No quería pasar por esto. No quería compartir lugar con esa chica. No quería nada.
—Solo quiero irme de aquí —dije aún con lágrimas en los ojos.
El médico no dijo nada, Bernard asintió con la cabeza y él se retiró poco a poco, entonces continuó con la chica en el pavimento. Esto tardará horas.
—Ven conmigo.
En el momento que iba a responder con un "No", una chica de cabello negro con listones rubios se acercó a nosotros con una libreta. Nos preguntó si podía hacernos una entrevista para la televisión a lo que Bernard negó rotundamente, aún así ella se mostró serena, tan serena que incluso irradiaba paz. ¿Cómo pueden ser así ante la muerte de alguien? Estaba a punto de gritarle cuando con calma y dándome una mirada de consuelo dijo:
—Si algún día quieres contarme algo al respecto, buscame en las oficinas del Canal 44, soy Alicia Flamenco. Cuenta conmigo para lo que necesites.
No pude decir nada, solo tomé su tarjeta de presentación y la miré detenidamente. En efecto, era una reportera con mucho tiempo, casi siempre de los primeros acontecimientos en la television y varios de sus títulos en los diarios, aunque nunca le había prestado atención a su persona y su nombre me lo podía de a oídas.
Ella se despidió educadamente y luego tomó un micrófono con el cual comenzó a entrevistar a otros testigos... Mentirosos. Nadie estuvo presente. Nadie la conocía. Nadie vio su rostro ni miró a través de sus ojos. Todos decían ser testigos, cuando solo eran espectadores...
—Llévame a casa —le dije a mi amigo mientras secaba otra vez mis lágrimas y me incorporaba, con pocas fuerzas y sin animos de hablar, pero no podía quedarme allí mirando todos los asuntos que los médicos tenían que hacer con aquella chica.
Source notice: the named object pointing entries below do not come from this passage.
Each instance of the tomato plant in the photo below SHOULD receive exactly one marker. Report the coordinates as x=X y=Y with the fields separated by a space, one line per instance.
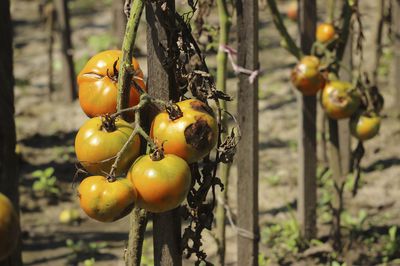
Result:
x=325 y=32
x=98 y=142
x=98 y=83
x=106 y=200
x=306 y=76
x=162 y=184
x=189 y=132
x=291 y=11
x=340 y=99
x=9 y=229
x=365 y=126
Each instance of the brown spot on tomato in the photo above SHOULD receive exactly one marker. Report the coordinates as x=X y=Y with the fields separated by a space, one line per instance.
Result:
x=199 y=134
x=201 y=107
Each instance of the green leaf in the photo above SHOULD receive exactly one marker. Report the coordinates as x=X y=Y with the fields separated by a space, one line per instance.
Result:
x=37 y=173
x=393 y=233
x=48 y=172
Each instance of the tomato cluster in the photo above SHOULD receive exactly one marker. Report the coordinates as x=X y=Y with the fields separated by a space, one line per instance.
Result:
x=339 y=99
x=120 y=177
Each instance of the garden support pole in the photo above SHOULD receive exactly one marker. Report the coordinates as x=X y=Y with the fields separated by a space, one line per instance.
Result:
x=8 y=159
x=335 y=150
x=119 y=21
x=69 y=84
x=138 y=217
x=247 y=184
x=161 y=43
x=222 y=59
x=307 y=134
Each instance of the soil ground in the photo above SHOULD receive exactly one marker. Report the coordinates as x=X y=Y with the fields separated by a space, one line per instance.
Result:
x=46 y=130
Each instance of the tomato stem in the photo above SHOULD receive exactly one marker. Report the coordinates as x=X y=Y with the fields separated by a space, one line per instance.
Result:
x=108 y=123
x=173 y=110
x=157 y=154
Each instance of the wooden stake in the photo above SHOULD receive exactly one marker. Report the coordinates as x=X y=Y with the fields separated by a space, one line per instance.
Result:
x=307 y=133
x=247 y=185
x=160 y=35
x=8 y=159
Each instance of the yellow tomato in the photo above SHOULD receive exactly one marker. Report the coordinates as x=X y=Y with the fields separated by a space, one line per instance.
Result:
x=306 y=76
x=365 y=127
x=9 y=227
x=161 y=185
x=104 y=200
x=340 y=99
x=325 y=32
x=96 y=146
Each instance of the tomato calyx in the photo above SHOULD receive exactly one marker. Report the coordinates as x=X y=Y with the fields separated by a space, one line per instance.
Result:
x=108 y=123
x=174 y=111
x=113 y=77
x=157 y=154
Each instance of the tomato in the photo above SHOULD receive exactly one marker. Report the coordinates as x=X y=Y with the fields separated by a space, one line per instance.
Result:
x=325 y=32
x=104 y=200
x=291 y=11
x=306 y=76
x=9 y=227
x=191 y=136
x=365 y=126
x=96 y=146
x=98 y=83
x=161 y=185
x=340 y=99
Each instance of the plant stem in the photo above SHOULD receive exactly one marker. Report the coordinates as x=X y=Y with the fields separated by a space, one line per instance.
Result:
x=378 y=43
x=278 y=21
x=126 y=71
x=331 y=11
x=222 y=59
x=138 y=217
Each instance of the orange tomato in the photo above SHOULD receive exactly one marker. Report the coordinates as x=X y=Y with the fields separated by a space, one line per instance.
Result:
x=306 y=77
x=340 y=99
x=104 y=200
x=96 y=147
x=365 y=127
x=191 y=136
x=325 y=32
x=9 y=227
x=161 y=185
x=98 y=83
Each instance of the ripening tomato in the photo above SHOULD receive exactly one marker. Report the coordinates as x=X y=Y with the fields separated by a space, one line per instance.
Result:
x=191 y=136
x=98 y=142
x=325 y=32
x=365 y=126
x=161 y=185
x=106 y=200
x=306 y=76
x=9 y=227
x=98 y=83
x=340 y=99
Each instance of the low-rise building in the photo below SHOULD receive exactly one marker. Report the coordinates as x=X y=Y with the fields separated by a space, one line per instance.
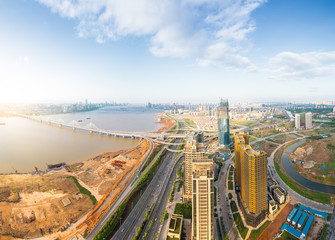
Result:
x=175 y=227
x=279 y=195
x=272 y=207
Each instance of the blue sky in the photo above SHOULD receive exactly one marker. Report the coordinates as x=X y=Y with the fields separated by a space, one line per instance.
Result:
x=167 y=51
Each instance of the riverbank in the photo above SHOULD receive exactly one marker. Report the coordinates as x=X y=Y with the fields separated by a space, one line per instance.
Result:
x=318 y=156
x=166 y=121
x=40 y=205
x=303 y=191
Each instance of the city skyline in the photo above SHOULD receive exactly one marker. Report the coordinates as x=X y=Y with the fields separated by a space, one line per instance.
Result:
x=61 y=51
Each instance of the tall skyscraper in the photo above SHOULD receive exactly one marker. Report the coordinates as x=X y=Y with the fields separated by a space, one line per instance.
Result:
x=223 y=123
x=250 y=167
x=194 y=149
x=297 y=121
x=308 y=120
x=253 y=172
x=202 y=199
x=240 y=139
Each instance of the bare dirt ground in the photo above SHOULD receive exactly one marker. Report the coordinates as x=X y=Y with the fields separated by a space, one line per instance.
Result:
x=40 y=210
x=265 y=146
x=316 y=228
x=165 y=121
x=275 y=226
x=33 y=205
x=315 y=153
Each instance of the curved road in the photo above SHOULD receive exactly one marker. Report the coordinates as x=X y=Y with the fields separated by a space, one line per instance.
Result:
x=305 y=201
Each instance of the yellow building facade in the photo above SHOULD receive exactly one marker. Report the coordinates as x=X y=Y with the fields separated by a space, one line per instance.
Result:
x=253 y=179
x=194 y=149
x=203 y=199
x=240 y=139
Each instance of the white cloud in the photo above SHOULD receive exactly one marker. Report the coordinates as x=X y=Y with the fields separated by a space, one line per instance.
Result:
x=304 y=65
x=176 y=28
x=24 y=59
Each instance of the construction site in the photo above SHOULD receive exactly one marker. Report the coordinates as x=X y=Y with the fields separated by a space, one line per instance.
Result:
x=315 y=160
x=68 y=202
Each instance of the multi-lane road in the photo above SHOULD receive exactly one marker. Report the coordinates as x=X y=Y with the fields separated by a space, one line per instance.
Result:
x=153 y=195
x=121 y=198
x=222 y=201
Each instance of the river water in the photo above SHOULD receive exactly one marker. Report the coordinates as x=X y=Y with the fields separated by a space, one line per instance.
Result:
x=25 y=144
x=289 y=169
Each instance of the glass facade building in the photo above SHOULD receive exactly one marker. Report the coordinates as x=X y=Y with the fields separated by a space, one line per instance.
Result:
x=223 y=123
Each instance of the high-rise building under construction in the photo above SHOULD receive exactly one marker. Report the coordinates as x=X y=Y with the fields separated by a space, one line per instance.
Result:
x=250 y=168
x=202 y=199
x=194 y=150
x=223 y=123
x=240 y=139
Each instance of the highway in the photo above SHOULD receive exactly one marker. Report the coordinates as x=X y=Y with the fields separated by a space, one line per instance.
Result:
x=121 y=197
x=222 y=202
x=160 y=205
x=153 y=192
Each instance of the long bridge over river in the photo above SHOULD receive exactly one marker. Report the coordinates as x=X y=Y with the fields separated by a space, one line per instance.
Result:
x=93 y=129
x=158 y=137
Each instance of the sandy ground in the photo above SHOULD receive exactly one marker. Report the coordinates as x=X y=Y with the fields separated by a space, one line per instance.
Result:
x=37 y=209
x=314 y=153
x=165 y=121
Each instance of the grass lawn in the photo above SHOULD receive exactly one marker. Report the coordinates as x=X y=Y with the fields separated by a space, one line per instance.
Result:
x=214 y=196
x=324 y=232
x=287 y=236
x=251 y=139
x=184 y=209
x=233 y=206
x=230 y=185
x=230 y=196
x=84 y=190
x=240 y=226
x=329 y=217
x=316 y=196
x=257 y=232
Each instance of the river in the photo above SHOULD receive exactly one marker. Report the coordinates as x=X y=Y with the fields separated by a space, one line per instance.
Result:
x=25 y=144
x=290 y=170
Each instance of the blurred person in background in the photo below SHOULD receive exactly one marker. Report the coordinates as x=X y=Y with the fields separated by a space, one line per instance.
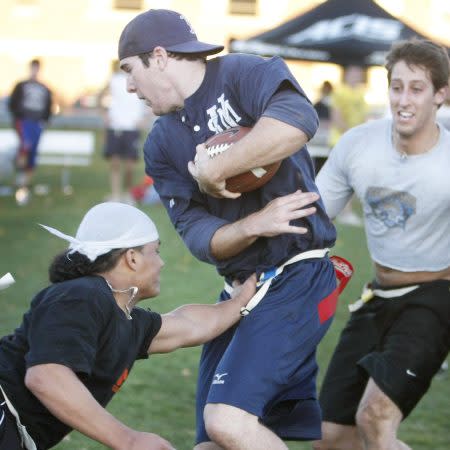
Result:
x=30 y=105
x=348 y=109
x=323 y=109
x=126 y=116
x=398 y=334
x=82 y=334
—Puedes quedarte conmigo, estarás bien.
—Dije que me lleves a casa... por favor.
Bernard sin negar nada me llevó por el otro lado de la calle. Al otro lado pasaban más autos y cada uno de ellos hacía que me asustara y pegara gritos de vez en cuando, por lo que llegar a casa fue peor que ir a casa de Bernard desde un principio.
Nos detuvimos unas casas antes de la mía, donde Bernard me abrazó y besó mis labios, y aunque cada beso suyo era ardiente y apasionado, yo no podía seguirle la corriente esta vez. Sé que lo comprendía y que por eso no insistió en seguir con eso por esta vez.
—No llores, no haz sido tú —dijo besando mi frente por ultima vez mientras nos dirigíamos a mi casa.